Chromatic aberration, however, was substantial with even the most amateur of fifth graders at an astronomy outreach event commenting that the image looked like rainbows when viewing Jupiter. Deep sky objects fared better with considerable detail in M-42. Adding a Baader “Fringe Killer” with IR Cut filter (also available from Agena Astro/Products) to the optical path greatly reduced the chromatic artifacts but only with a truly dark sky. Twilight viewing thorough the Fringe Killer filter produced a distracting yellow color in the background bluish sky.
My son and I are dipping our feet into the astrophotography pool and this instrument proved to be pretty successful for prime focus astrophotography when using a 2” camera adaptor coupled to a Nikon DSLR. This scope is an affordable way to test the refractor scope waters before making a commitment to a pricier instrument.
A surprise to me was the quality of image when using this scope for white light solar viewing. An Orion full aperture glass filter, intended for a 6” reflector telescope, fit the sunshade of the Messier perfectly. Stacking the Fringe Killer and a Baader L-Booster UHC-S Filter on the eyepiece end of the scope produced a detailed image of the sun’s surface and sun spots. Not the same image as a dedicated Ha solar scope but an excellent white light view.

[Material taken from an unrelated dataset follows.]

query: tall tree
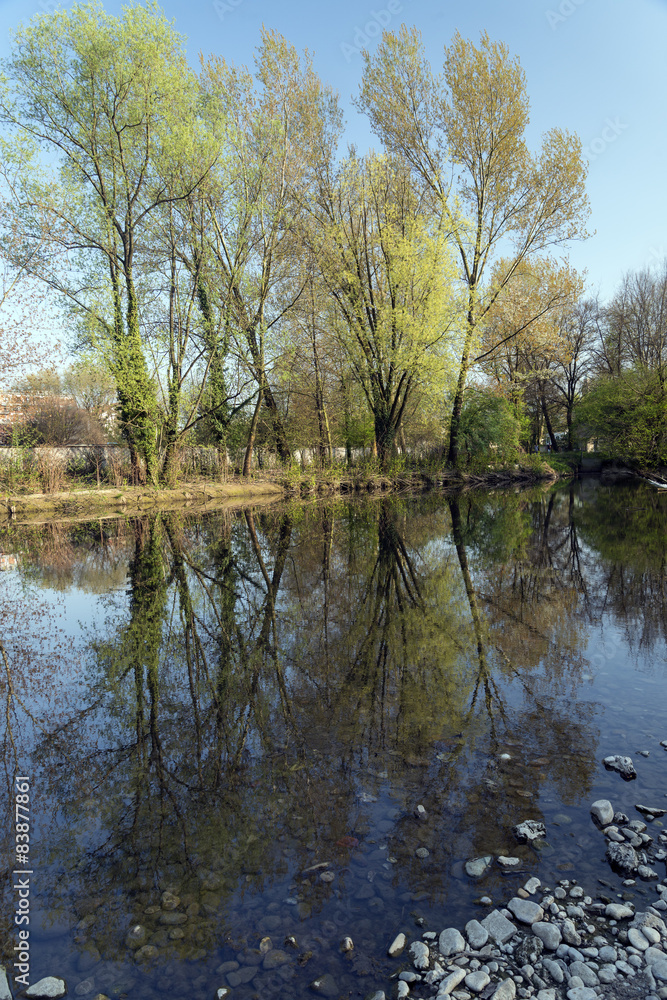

Lunar views, with the Fringe Killer filter and an after-sunset darkish sky produced the “Oh! Wow!” moments from outreach participants that are the reward for sharing our scopes. Not as dramatic an image as with my 13” reflector, but good enough to impress the public.
So what is the Messier AR-127S/635 127 mm f/5 Refractor Telescope good for beyond solar viewing (with the appropriate filters)? Someone once said that getting the first 95% of performance out of a telescope design is relatively inexpensive but getting the last 5% can be very costly. So it is with this telescope. You get a lot of bang for the buck. It is ideal for school outreach events where you want to demonstrate a refractor design to students and don’t want to risk damage to a more expensive instrument. The relatively short focal length gives satisfying wider field views of deep space objects and the scope can be easily attached to a DSLR for beginning astrophotographers. It may be comparable with the Explore Scientific AR-127 127mm f/6.5 Achromatic Refractor telescope but selling for $200 less that the ES instrument.
For the price, this telescope is a good value but don’t expect the performance of a top imported scope, at thousands of dollars more out of pocket. Set reasonable expectations and you won’t be disappointed.